UNCLE BEN’S has been renamed Ben’s Original after a series of criticisms for racial stereotyping.
After 70 years, the rice product’s owners, Mars, announced the updated packages will start to hit shelves from next year, in an attempt at “evolving” the brand.
Global president for Mars Food, Fiona Dawson said: “We listened to our associates and our customers and the time is right to make meaningful changes across society.”
She added: “When you are making these changes, you are not going to please everyone. But it’s about doing the right thing, not the easy thing… Times have changed.”
Over the past few years, many brands have retired racial imagery from their marketing.
Councils have also been forced to address the issues of street names, statues and buildings named after figures associated with slavery and colonialism.
During Black Lives Matter protests earlier this year, the infamous toppling of the Edward Colston statue in Bristol sparked a movement facilitating change.
Since the 1940’s, rice boxes have featured a Black man with white hair and a bow tie. This imagery have connotations with servitude. Additionally, the term “uncle” is pejorative in its association to Jim Crow-esque stereotypes.

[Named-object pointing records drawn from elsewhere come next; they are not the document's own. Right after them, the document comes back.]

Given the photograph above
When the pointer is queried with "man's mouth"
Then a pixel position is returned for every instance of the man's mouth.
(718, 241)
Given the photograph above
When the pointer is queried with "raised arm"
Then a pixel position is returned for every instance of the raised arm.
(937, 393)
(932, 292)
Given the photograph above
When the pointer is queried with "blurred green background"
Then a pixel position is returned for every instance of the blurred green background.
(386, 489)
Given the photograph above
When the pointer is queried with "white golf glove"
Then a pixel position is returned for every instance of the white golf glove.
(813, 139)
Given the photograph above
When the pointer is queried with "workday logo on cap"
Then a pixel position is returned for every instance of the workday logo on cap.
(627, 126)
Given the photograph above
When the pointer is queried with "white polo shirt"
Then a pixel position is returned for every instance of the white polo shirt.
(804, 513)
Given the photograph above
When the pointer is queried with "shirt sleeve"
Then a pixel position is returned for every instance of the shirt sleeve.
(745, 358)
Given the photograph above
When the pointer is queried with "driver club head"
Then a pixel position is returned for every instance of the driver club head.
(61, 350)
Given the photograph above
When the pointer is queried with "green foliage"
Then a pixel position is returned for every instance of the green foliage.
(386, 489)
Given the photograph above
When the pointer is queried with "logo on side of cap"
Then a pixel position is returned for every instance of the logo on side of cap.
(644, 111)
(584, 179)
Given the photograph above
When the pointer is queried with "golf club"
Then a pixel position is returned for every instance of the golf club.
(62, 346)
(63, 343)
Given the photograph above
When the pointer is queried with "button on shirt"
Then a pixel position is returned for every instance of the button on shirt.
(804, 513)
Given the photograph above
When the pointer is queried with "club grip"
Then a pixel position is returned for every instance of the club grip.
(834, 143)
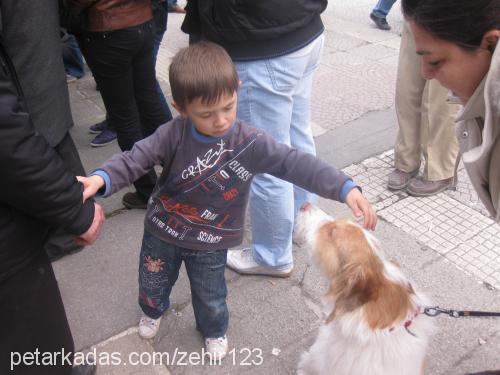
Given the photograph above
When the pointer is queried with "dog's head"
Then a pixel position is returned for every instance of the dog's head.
(360, 276)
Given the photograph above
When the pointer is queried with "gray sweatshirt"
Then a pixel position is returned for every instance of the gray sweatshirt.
(200, 198)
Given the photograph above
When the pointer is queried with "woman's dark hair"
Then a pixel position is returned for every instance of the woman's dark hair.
(203, 71)
(462, 22)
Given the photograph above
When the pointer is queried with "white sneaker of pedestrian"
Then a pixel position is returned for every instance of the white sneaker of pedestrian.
(242, 262)
(148, 327)
(216, 347)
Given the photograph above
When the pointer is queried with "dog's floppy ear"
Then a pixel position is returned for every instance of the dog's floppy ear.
(355, 286)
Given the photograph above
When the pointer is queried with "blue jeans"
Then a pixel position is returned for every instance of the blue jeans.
(275, 96)
(159, 266)
(123, 67)
(383, 7)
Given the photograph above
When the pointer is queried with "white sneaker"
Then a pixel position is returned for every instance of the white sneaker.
(242, 262)
(148, 327)
(217, 347)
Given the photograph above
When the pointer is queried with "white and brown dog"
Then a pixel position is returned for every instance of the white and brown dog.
(374, 318)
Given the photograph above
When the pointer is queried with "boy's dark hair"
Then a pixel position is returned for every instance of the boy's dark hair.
(203, 70)
(462, 22)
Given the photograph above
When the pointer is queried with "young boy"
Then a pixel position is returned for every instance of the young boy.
(196, 210)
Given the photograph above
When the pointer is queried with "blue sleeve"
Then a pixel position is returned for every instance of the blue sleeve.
(103, 192)
(346, 188)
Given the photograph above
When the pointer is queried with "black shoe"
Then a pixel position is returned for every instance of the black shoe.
(99, 127)
(84, 370)
(381, 22)
(134, 200)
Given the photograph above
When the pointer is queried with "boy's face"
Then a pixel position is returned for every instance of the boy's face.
(213, 120)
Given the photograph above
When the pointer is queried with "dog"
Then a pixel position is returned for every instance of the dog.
(375, 323)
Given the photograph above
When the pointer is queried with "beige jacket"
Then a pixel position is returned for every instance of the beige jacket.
(478, 133)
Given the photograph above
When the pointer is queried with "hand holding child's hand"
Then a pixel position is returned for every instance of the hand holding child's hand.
(91, 185)
(360, 206)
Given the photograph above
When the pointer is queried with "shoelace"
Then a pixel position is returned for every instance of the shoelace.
(246, 254)
(149, 321)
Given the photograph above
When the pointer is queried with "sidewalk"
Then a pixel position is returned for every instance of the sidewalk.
(446, 244)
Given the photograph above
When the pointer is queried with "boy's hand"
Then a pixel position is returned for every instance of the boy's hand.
(91, 185)
(360, 206)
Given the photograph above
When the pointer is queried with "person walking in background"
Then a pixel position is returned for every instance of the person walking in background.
(105, 135)
(173, 7)
(426, 128)
(458, 44)
(197, 209)
(118, 44)
(276, 54)
(380, 12)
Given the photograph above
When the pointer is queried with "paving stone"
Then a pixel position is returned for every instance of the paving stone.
(480, 256)
(447, 215)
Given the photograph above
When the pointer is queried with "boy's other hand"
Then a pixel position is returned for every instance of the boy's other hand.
(361, 207)
(91, 185)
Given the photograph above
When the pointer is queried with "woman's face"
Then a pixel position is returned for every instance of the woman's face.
(455, 68)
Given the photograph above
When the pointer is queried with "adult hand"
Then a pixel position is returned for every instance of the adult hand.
(91, 185)
(90, 236)
(361, 207)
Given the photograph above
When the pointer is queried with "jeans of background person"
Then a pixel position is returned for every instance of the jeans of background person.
(160, 18)
(34, 318)
(72, 56)
(159, 266)
(275, 96)
(383, 7)
(123, 67)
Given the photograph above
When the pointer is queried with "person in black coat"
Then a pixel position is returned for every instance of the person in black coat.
(31, 36)
(37, 193)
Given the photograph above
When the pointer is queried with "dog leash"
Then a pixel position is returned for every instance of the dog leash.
(436, 310)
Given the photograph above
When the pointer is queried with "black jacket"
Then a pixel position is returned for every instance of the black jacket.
(256, 29)
(36, 191)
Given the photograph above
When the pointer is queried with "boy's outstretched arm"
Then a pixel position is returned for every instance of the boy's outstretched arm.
(91, 185)
(360, 206)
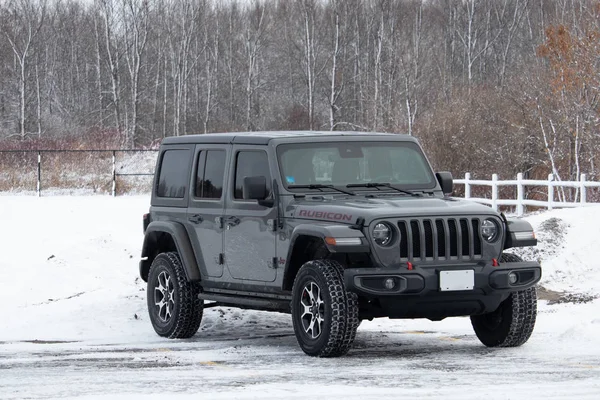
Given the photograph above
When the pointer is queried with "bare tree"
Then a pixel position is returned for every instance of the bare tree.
(22, 23)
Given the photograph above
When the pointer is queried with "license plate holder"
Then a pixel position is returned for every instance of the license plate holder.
(457, 280)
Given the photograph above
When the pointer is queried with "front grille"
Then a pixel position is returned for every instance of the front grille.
(440, 239)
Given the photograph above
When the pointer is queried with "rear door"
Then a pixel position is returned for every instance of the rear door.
(207, 205)
(249, 235)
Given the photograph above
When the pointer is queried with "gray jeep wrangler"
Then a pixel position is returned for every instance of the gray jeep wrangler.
(333, 228)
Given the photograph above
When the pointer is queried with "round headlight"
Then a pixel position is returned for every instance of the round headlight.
(489, 230)
(382, 234)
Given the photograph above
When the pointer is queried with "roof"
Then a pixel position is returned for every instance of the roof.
(266, 136)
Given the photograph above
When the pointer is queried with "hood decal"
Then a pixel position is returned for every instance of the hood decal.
(332, 216)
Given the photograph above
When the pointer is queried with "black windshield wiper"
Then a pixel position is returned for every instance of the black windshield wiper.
(321, 186)
(377, 185)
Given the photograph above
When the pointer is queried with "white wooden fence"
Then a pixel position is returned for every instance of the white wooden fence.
(520, 202)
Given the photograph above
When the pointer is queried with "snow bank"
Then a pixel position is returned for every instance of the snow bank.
(568, 248)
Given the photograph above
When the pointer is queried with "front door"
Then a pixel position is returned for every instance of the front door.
(207, 206)
(249, 236)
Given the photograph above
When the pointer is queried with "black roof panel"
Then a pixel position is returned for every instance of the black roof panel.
(265, 137)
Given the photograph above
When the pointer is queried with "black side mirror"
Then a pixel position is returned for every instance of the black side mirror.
(255, 188)
(445, 180)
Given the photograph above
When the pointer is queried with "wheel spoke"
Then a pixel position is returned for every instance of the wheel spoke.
(306, 310)
(312, 310)
(163, 296)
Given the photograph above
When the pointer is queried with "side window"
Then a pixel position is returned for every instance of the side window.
(250, 163)
(173, 174)
(210, 174)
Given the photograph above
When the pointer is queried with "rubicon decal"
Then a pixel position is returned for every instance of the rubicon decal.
(325, 215)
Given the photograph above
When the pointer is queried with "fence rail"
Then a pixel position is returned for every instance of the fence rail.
(41, 156)
(520, 202)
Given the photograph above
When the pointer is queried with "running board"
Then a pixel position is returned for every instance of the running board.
(246, 302)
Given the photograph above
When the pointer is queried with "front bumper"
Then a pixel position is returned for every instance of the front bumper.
(417, 293)
(423, 281)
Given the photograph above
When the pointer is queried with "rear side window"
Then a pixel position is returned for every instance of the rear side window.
(211, 171)
(173, 174)
(250, 163)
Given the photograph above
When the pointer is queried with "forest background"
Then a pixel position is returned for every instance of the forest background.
(487, 86)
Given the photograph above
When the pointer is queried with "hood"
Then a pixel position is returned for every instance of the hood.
(347, 210)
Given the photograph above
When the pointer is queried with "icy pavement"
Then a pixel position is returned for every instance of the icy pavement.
(74, 325)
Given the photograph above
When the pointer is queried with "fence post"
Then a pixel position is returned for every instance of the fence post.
(520, 194)
(467, 185)
(114, 189)
(582, 191)
(550, 191)
(495, 192)
(39, 185)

Dawson explained that the change comes after months of deliberations with customers, stakeholders and employees. The company is still deciding on a new image.

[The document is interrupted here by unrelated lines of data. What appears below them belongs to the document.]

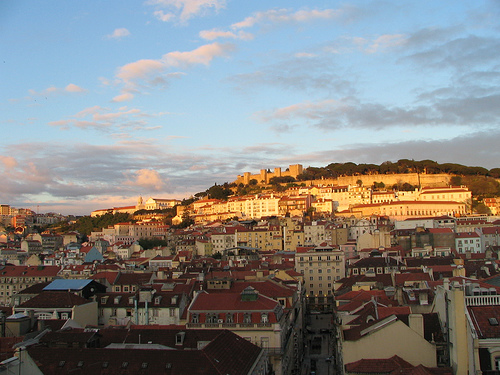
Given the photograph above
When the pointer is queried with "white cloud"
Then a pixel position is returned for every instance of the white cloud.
(119, 33)
(152, 71)
(386, 41)
(123, 97)
(285, 15)
(53, 90)
(103, 118)
(215, 34)
(165, 17)
(185, 9)
(147, 178)
(9, 162)
(202, 55)
(73, 88)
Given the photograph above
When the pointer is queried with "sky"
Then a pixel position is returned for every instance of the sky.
(105, 101)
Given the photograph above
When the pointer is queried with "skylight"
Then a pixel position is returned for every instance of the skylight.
(493, 321)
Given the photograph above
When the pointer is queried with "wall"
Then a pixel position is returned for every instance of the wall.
(393, 339)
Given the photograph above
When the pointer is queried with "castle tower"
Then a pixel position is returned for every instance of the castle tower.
(140, 204)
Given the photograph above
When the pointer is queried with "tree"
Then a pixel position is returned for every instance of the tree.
(219, 192)
(456, 181)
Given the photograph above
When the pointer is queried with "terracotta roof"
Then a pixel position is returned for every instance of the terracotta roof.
(378, 365)
(29, 271)
(54, 299)
(481, 316)
(230, 302)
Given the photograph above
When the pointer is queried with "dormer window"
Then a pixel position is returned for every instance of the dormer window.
(247, 318)
(179, 338)
(264, 318)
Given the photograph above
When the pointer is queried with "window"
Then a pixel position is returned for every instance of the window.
(247, 318)
(264, 318)
(195, 318)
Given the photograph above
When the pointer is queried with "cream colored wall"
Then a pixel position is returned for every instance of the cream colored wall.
(396, 338)
(86, 314)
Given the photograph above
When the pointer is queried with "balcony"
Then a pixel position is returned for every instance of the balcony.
(231, 326)
(488, 300)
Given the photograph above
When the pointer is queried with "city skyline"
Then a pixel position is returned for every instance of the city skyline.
(105, 102)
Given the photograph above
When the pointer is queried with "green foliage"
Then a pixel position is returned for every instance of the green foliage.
(281, 180)
(456, 181)
(378, 185)
(87, 224)
(480, 208)
(221, 192)
(403, 166)
(149, 243)
(482, 186)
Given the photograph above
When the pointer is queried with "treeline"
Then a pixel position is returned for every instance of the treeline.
(87, 224)
(402, 166)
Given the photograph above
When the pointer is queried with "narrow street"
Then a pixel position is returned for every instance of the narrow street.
(318, 345)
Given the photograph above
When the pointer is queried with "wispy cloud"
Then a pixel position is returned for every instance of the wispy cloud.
(183, 10)
(118, 33)
(147, 178)
(153, 72)
(216, 34)
(275, 16)
(104, 119)
(52, 90)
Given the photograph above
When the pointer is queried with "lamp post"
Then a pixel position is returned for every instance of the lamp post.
(328, 361)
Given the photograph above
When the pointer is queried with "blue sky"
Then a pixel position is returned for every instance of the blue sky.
(105, 101)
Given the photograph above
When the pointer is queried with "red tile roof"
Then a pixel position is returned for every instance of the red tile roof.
(54, 300)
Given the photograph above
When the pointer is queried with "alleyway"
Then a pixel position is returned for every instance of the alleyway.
(319, 345)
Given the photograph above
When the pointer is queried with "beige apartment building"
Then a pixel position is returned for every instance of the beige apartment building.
(321, 267)
(402, 210)
(16, 278)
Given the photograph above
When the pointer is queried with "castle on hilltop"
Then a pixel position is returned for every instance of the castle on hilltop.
(265, 175)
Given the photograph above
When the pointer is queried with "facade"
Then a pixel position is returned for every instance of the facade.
(321, 267)
(16, 278)
(253, 316)
(147, 306)
(469, 308)
(468, 243)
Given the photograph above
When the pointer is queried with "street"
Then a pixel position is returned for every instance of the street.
(318, 345)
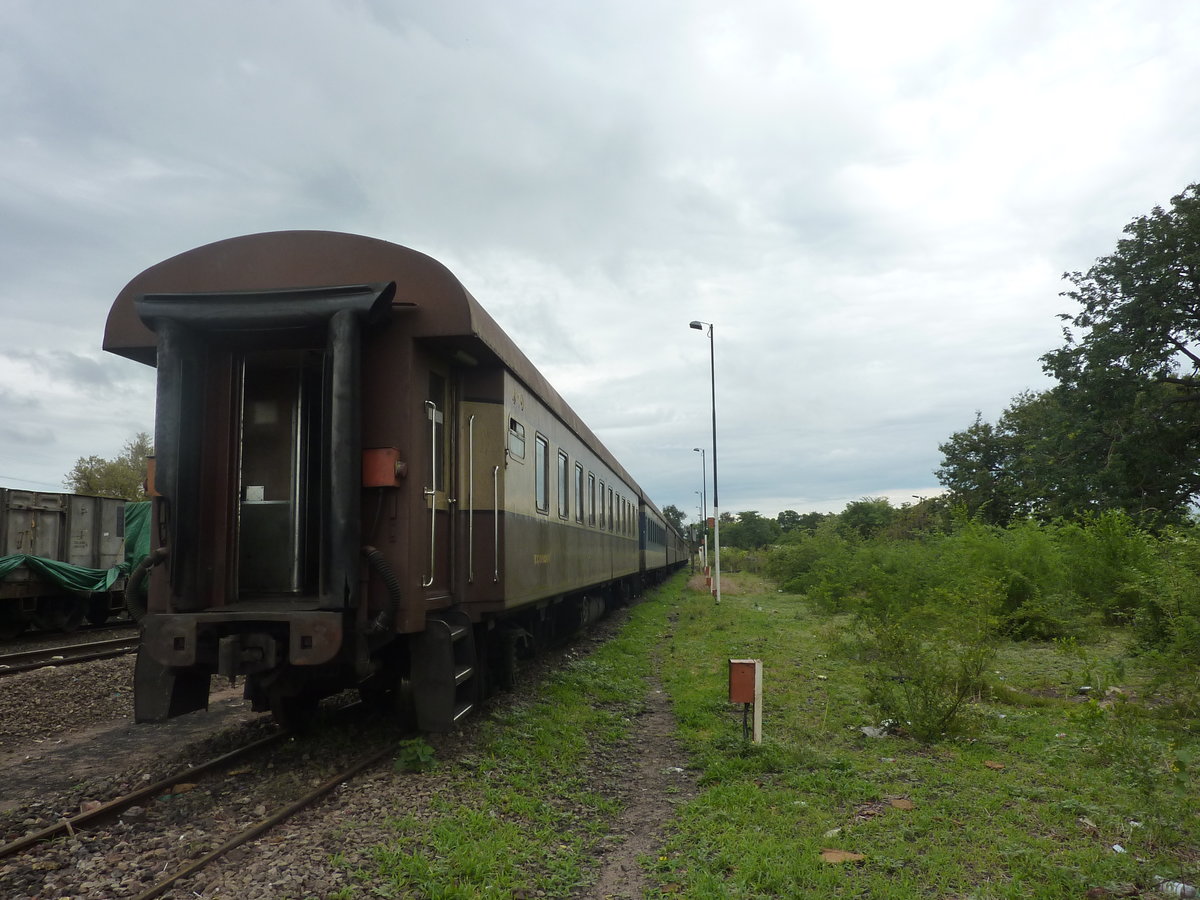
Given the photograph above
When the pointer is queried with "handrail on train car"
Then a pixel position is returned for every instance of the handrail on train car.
(431, 408)
(471, 501)
(496, 523)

Mars also announced they will be investing £1.5 million in culinary scholarships for aspiring black chefs, in partnership with the National Urban League. They also announced a £2 million investment to students of nutrition at Greenville, Mississippi. Greenville is the home of the rice brand, and largely African-American city.
Who else is following suit?
Many other brands are also following suit, in coalition with the Black Lives Matter movement. Quaker Oats have announced they will be removing the character of Aunt Jemima from their food packages. The character’s origins were based on the highly offensive stereotyped character of “mammy” – a black woman who serves her white counterparts.
In the UK, rugby team Exeter Chiefs agreed to stop the use of their “big chief” mascot, however their name will remain the same.